DIW-Forschungsdirektor Ansgar Belke über die mangelnde Einbeziehung von Banken und Hedgefonds in das Rettungspaket.

Herr Belke, Josef Ackermann sagt, der Beitrag der privaten Gläubiger treffe die Banken hart. Sehen Sie das auch so?

Nein, es ist eher das Gegenteil. Der Schuldenschnitt hätte deutlich größer ausfallen müssen. Statt 21 Prozent hätten es 50 Prozent werden müssen. Ich glaube, das jetzt gefundene Modell ist nicht nachhaltig. Es wird 2013 zu einer echten Umschuldung kommen.

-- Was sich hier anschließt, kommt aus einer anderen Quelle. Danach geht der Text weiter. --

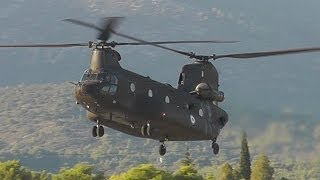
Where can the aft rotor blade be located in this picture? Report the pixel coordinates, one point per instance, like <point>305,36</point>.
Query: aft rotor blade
<point>174,42</point>
<point>43,45</point>
<point>268,53</point>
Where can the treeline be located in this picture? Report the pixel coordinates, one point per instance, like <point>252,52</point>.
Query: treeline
<point>187,169</point>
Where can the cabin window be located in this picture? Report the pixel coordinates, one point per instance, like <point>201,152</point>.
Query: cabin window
<point>201,112</point>
<point>150,93</point>
<point>167,99</point>
<point>192,119</point>
<point>87,76</point>
<point>181,78</point>
<point>132,87</point>
<point>111,84</point>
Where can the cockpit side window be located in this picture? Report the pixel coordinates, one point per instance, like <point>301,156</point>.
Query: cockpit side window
<point>181,78</point>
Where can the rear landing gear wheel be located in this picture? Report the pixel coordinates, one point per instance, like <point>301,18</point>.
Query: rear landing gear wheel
<point>94,131</point>
<point>144,130</point>
<point>162,149</point>
<point>100,131</point>
<point>215,148</point>
<point>148,129</point>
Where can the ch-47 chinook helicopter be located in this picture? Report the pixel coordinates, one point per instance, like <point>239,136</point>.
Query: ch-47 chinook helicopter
<point>136,105</point>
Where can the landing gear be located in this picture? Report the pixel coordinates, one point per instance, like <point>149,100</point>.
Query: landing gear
<point>215,148</point>
<point>162,149</point>
<point>146,130</point>
<point>100,131</point>
<point>94,131</point>
<point>97,130</point>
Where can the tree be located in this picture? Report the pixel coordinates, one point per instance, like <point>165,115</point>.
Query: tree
<point>43,175</point>
<point>13,170</point>
<point>226,172</point>
<point>142,172</point>
<point>262,169</point>
<point>186,161</point>
<point>187,173</point>
<point>80,171</point>
<point>245,162</point>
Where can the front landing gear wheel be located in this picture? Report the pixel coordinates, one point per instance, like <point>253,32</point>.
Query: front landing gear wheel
<point>94,131</point>
<point>100,131</point>
<point>215,148</point>
<point>162,149</point>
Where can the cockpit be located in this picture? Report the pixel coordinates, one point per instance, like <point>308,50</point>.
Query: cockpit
<point>107,79</point>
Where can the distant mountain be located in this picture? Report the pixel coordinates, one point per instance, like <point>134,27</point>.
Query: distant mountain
<point>267,83</point>
<point>275,99</point>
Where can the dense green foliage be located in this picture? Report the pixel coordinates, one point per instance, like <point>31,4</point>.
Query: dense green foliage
<point>245,162</point>
<point>262,169</point>
<point>226,172</point>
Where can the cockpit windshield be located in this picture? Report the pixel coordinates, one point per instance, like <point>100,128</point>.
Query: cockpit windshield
<point>110,81</point>
<point>107,77</point>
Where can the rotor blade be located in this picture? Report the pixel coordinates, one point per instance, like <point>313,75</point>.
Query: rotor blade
<point>173,42</point>
<point>108,24</point>
<point>268,53</point>
<point>162,47</point>
<point>44,45</point>
<point>85,24</point>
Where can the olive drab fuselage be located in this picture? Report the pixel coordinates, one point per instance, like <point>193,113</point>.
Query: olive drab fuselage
<point>125,101</point>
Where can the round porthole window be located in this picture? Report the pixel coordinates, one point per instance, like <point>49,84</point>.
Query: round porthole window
<point>150,93</point>
<point>200,112</point>
<point>167,99</point>
<point>104,90</point>
<point>192,119</point>
<point>132,87</point>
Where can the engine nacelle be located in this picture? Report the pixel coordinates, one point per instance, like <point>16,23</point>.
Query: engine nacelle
<point>218,96</point>
<point>204,91</point>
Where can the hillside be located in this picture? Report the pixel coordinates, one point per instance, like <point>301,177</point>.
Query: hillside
<point>42,126</point>
<point>279,82</point>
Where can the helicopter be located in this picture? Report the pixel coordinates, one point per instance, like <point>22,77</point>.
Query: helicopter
<point>139,106</point>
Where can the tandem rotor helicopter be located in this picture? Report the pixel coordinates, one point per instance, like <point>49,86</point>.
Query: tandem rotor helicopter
<point>139,106</point>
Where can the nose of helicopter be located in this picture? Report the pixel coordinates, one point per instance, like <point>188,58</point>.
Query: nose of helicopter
<point>87,88</point>
<point>223,118</point>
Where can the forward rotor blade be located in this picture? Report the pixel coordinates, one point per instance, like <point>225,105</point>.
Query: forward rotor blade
<point>174,42</point>
<point>82,23</point>
<point>108,24</point>
<point>156,45</point>
<point>43,45</point>
<point>268,53</point>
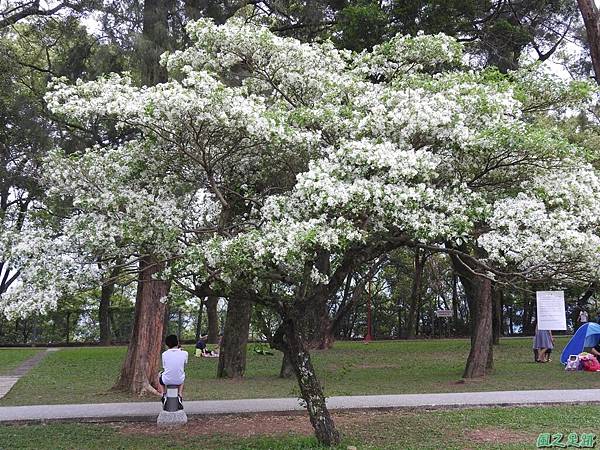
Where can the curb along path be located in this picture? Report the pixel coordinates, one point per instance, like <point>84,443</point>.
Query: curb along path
<point>8,381</point>
<point>206,407</point>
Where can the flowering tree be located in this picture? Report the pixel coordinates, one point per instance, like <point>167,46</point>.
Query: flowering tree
<point>368,152</point>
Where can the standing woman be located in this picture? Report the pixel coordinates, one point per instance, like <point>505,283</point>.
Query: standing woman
<point>543,342</point>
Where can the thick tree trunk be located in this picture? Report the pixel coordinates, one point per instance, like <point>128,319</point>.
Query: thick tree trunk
<point>232,355</point>
<point>479,294</point>
<point>213,319</point>
<point>480,358</point>
<point>103,313</point>
<point>591,20</point>
<point>310,388</point>
<point>141,365</point>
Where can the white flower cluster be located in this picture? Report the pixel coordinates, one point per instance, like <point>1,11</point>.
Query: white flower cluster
<point>380,145</point>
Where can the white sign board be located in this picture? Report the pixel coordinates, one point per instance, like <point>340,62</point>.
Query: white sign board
<point>551,310</point>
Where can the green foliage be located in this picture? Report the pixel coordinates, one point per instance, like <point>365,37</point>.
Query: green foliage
<point>361,25</point>
<point>85,375</point>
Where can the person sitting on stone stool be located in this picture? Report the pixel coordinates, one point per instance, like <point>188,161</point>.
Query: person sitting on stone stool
<point>174,360</point>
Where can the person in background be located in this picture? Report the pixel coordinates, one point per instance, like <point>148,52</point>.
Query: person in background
<point>174,360</point>
<point>583,317</point>
<point>543,342</point>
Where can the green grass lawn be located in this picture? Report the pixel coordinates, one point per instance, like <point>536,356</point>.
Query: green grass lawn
<point>482,428</point>
<point>85,375</point>
<point>10,358</point>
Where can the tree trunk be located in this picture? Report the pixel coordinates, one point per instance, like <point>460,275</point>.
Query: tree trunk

Mit welchen Folgen für die Banken?

Es wird keine gravierenden Folgen geben. Die Institute haben ihre griechischen Anleihen schon in den Bank- und Handelsbüchern abgeschrieben oder an die Europäische Zentralbank abgeschoben.

Die Banken haben drei Optionen: Sie können griechische Anleihen eintauschen, verlängern oder zu niedrigen Marktwerten an den griechischen Staat verkaufen. Das soll einem Beitrag von 50 Milliarden Euro entsprechen. Wie verlässlich ist diese Summe?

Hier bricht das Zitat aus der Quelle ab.